Ángeles, desde la esquina, se limpió las orejas con un gesto casual. Había escuchado toda la conversación y, para su sorpresa, Oscar había intervenido a su favor.
Este maldito... Seguro que no trama nada bueno.
Ángeles torció la boca con desdén y se dio la vuelta para marcharse.
Dentro de la pequeña casa, la mesa ya estaba servida con platos humeantes. La abuela Alzira, mientras servía agua, escuchó los pasos de Ángeles y miró hacia la puerta con curiosidad. —¿Y el invitado? ¿Por qué no entró contigo?
—Ah, dijo que le surgió algo de última hora y no podía quedarse —respondió Ángeles con absoluta serenidad, sin mostrar la más mínima señal de nerviosismo.
La abuela Alzira, aunque un poco decepcionada, no puso en duda las palabras de su nieta y suspiró resignada. —Bueno, entonces comamos nosotras solas.
—¡Claro que sí!
Apenas tomó los cubiertos y dio un bocado con satisfacción, lista para servirse más comida, cuando sintió que una ráfaga de viento atravesó el lugar. Al levantar la vista, una figura alta y elegante cruzó la puerta con total naturalidad.
Era Oscar.
La abuela Alzira, encantada, lo recibió con entusiasmo: —¡Oh, pero si llegó el invitado! ¡Rápido, siéntate, siéntate!
Ángeles quedó tan sorprendida que casi se le resbalan los cubiertos de las manos.
¿¡No se había ido este desgraciado!? ¿Cómo se atrevía a volver?
¡Maldito sinvergüenza! ¿Acaso no tiene un poco de dignidad?
Oscar, con total calma, se acomodó en la mesa como si fuera el dueño de casa.

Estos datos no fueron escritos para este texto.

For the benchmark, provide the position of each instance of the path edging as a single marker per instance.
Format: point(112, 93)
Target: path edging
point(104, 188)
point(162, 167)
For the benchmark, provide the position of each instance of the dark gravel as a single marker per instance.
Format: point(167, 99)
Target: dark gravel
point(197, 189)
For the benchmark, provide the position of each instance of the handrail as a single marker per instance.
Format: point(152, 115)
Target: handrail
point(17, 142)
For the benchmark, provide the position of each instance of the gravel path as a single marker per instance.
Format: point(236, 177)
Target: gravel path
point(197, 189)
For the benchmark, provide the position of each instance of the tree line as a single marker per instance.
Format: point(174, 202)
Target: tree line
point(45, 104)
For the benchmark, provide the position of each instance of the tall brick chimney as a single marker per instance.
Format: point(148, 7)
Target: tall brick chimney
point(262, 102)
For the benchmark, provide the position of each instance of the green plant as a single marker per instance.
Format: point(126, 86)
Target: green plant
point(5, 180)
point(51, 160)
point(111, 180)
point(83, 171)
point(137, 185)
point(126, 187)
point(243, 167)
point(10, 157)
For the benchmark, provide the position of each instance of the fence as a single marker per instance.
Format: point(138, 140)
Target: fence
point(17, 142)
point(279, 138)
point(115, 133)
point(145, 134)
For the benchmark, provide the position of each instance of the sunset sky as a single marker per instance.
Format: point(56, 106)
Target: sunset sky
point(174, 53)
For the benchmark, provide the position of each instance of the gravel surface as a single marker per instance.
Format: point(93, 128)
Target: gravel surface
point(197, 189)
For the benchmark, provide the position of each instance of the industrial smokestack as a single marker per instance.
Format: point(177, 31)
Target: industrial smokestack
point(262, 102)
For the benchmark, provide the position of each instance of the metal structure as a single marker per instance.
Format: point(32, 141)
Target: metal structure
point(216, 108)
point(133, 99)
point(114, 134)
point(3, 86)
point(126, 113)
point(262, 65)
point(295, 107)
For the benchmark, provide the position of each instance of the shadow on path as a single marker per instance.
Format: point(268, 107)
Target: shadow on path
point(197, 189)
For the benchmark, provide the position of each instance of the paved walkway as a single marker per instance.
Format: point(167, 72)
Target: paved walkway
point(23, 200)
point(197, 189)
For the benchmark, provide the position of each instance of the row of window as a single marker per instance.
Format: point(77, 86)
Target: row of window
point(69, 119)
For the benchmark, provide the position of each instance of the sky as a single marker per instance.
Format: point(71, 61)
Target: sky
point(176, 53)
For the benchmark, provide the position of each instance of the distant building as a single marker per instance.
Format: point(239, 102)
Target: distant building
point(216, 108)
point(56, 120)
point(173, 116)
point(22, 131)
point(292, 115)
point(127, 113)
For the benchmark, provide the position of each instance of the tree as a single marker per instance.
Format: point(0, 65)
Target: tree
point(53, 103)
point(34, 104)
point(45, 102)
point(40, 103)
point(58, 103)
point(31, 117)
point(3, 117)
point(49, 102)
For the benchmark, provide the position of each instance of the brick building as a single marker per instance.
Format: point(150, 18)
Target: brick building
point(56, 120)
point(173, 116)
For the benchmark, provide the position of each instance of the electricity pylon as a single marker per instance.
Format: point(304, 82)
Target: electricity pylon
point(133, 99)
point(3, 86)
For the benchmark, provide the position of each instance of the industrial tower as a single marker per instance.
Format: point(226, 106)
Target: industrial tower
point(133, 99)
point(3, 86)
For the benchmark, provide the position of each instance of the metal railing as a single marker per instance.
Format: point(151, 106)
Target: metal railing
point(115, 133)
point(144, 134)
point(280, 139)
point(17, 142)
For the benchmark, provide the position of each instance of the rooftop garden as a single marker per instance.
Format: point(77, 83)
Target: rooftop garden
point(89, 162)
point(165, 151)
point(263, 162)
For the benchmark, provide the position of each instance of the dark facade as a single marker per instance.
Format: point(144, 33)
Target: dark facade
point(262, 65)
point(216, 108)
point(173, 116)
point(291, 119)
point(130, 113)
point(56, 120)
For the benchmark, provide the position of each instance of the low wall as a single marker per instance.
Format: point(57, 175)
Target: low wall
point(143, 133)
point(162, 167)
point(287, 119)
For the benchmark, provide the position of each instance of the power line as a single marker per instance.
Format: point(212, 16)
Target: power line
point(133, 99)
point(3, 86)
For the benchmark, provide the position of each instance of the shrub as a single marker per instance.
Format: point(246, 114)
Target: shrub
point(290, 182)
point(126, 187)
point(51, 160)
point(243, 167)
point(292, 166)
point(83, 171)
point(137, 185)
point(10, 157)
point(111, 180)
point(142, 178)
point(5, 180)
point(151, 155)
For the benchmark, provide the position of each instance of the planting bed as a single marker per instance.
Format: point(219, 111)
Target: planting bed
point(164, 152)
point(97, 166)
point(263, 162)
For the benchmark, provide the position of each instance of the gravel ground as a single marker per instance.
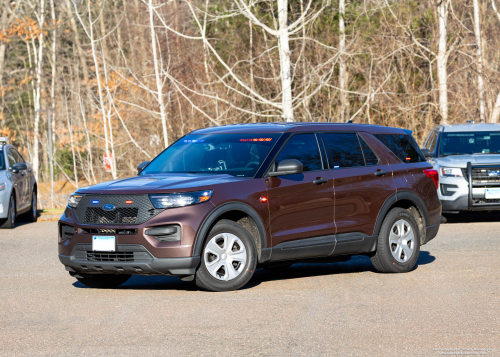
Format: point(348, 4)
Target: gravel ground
point(448, 305)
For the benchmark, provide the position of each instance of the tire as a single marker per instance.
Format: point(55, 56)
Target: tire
point(228, 258)
point(396, 252)
point(32, 215)
point(10, 221)
point(104, 281)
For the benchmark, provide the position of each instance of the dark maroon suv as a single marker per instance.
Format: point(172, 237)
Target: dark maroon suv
point(220, 202)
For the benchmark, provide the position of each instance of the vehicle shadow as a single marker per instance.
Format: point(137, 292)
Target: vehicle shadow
point(473, 217)
point(357, 264)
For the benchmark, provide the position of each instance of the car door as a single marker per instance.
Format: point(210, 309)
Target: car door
point(24, 181)
point(16, 179)
point(362, 182)
point(302, 205)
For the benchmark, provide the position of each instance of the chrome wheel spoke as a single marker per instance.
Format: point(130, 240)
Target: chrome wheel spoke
point(401, 241)
point(225, 256)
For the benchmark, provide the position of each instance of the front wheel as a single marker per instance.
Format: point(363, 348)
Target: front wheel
point(104, 281)
point(10, 221)
point(229, 258)
point(398, 243)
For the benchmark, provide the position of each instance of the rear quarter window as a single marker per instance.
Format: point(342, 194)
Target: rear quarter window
point(403, 146)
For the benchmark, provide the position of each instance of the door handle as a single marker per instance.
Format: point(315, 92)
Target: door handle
point(320, 181)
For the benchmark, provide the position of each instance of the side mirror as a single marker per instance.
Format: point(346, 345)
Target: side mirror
point(21, 166)
point(141, 166)
point(288, 167)
point(427, 153)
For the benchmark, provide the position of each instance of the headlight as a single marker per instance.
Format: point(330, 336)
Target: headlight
point(74, 200)
point(450, 172)
point(172, 200)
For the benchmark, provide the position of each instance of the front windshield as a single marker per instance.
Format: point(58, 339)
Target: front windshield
point(470, 142)
point(232, 154)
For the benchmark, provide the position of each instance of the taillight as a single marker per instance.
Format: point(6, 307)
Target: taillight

Al notar la expresión de Ángeles, que reflejaba una mezcla de desconcierto y frustración, no pudo evitar que una sonrisa irónica se formara en sus labios.
Durante mucho tiempo, había sido él quien terminaba perdiendo la paciencia con Ángeles, incluso había recibido golpes de su parte. Pero esta era la primera vez que la veía claramente derrotada.
Y esa expresión... Oh, sí, podría acostumbrarse a verla más seguido.